Said Foley, 33: “I’ve always been wary of political polarization and I’ve always enjoyed talking to conservatives" as well as progressives.
"But because of the way digital [media] operate, you can find a niche that perfectly suits you, and hang out there all the time,” he said. "It’s kind of like always eating junk food and never having vegetables.”
Alexandria “Alex” Yarde handles the marketing of the magazine and calls RQ "a distillation of conversations that are often about difficult things.” The 27-year-old South Philadelphian added that “racism and climate change are not pretty topics, But at RQ we talk about them like adults and frame them in a way that is conversational, as opposed to confrontational.”
Clearly, RQ also is a place for writers to stretch, or perhaps meander, and for readers willing to follow. In the Resilience issue, a frank essay connects Allen Ginsberg’s seminal poem “Howl” with the pandemic, as well as with a personal struggle to recover from alcoholism.
The Spheres issue deep-dives into the local businesses and institutions on the four corners of 45th and Walnut in West Philly, and includes a visit to the Academy of Vocal Arts, a Center City cultural treasure that nurtures operatic talent. And last fall’s Monsters issue offered stories about the Mütter Museum’s catalog, the treasure that is Ray’s Coffee Shop, in Chinatown, and a long essay by Blakeslee and Foley about the commercial considerations powering the online outrage industry.
“I hope this magazine spurs readers to have conversations at home,” said writer Ginger Rudolph, 44, a West Oak Lane resident and lifelong Philadelphian. Her RQ pieces include a clear-eyed review of last year’s “30 Americans” showcase of Black artists' work at the Barnes Foundation. “I would love to think readers are reading more, thinking more, and discovering more,” Rudolph said.
Diana Lu, an urban planner who wrote the Ray’s Coffee and the Spam stories, among others, said she’s jazzed to be “interacting with a community of other contributors … and a readership that wants to be [engaged].”
“What I love with RQ is getting to write in the 'I’ voice, and folding in personal histories among the reasons why a place like Ray’s is a destination,” said Lu, a 33-year-old West Philly resident. An ideal reader is “someone who has the curiosity and the patience to take their time” with the magazine, she added.
So far, RQ has attracted what Blakeslee describes as hundreds of subscribers.
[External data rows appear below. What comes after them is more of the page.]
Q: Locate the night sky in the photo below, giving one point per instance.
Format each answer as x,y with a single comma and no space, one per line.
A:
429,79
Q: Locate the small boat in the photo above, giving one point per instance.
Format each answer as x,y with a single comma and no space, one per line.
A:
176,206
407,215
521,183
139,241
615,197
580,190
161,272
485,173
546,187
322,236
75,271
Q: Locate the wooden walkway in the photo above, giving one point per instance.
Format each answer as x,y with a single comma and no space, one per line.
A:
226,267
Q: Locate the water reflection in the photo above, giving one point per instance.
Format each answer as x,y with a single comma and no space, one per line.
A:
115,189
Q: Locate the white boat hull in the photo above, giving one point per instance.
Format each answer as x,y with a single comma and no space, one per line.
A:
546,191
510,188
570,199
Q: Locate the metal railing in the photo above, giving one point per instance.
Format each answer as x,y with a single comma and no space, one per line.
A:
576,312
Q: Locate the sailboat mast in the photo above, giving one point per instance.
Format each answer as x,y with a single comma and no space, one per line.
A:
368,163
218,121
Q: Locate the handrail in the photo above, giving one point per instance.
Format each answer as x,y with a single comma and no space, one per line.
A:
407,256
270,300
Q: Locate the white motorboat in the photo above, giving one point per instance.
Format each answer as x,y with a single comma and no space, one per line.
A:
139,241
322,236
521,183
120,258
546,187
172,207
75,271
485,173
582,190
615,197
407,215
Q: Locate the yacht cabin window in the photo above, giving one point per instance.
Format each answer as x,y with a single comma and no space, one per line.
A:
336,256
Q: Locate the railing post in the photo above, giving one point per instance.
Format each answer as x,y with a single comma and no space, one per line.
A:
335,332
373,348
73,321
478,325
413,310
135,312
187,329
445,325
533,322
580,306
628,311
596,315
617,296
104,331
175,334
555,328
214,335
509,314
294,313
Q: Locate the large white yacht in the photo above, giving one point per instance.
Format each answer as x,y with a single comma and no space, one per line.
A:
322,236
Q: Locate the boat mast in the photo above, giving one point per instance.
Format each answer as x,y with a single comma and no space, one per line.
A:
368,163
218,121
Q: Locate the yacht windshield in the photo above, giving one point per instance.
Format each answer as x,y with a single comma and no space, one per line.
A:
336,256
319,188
But it’s not yet close to the 2,500 target, and the pandemic has interrupted single-copy sales in local bookstores and other retailers. COVID-19′s disruptions also have ended, for now, the revenue stream of RQ-sponsored events.
But being cited as one of the “best new magazine launches of 2019” by Library Journal (other honorees included a Danish art and architecture magazine) was a great boost; Blakeslee is confident RQ can continue publishing at least through the end of next year. And 2020′s pandemic, racial reckoning, and political warfare underscore the value of a magazine like RQ, she said.
Meanwhile, the theme of the end-of-the-year issue — Apocalypse — isn’t intended as a warning, but as a spark for conversation. “We want to explore the idea of apocalypse not as the world ending" said Blakeslee, "but what the next revelation and vision will be moving forward.”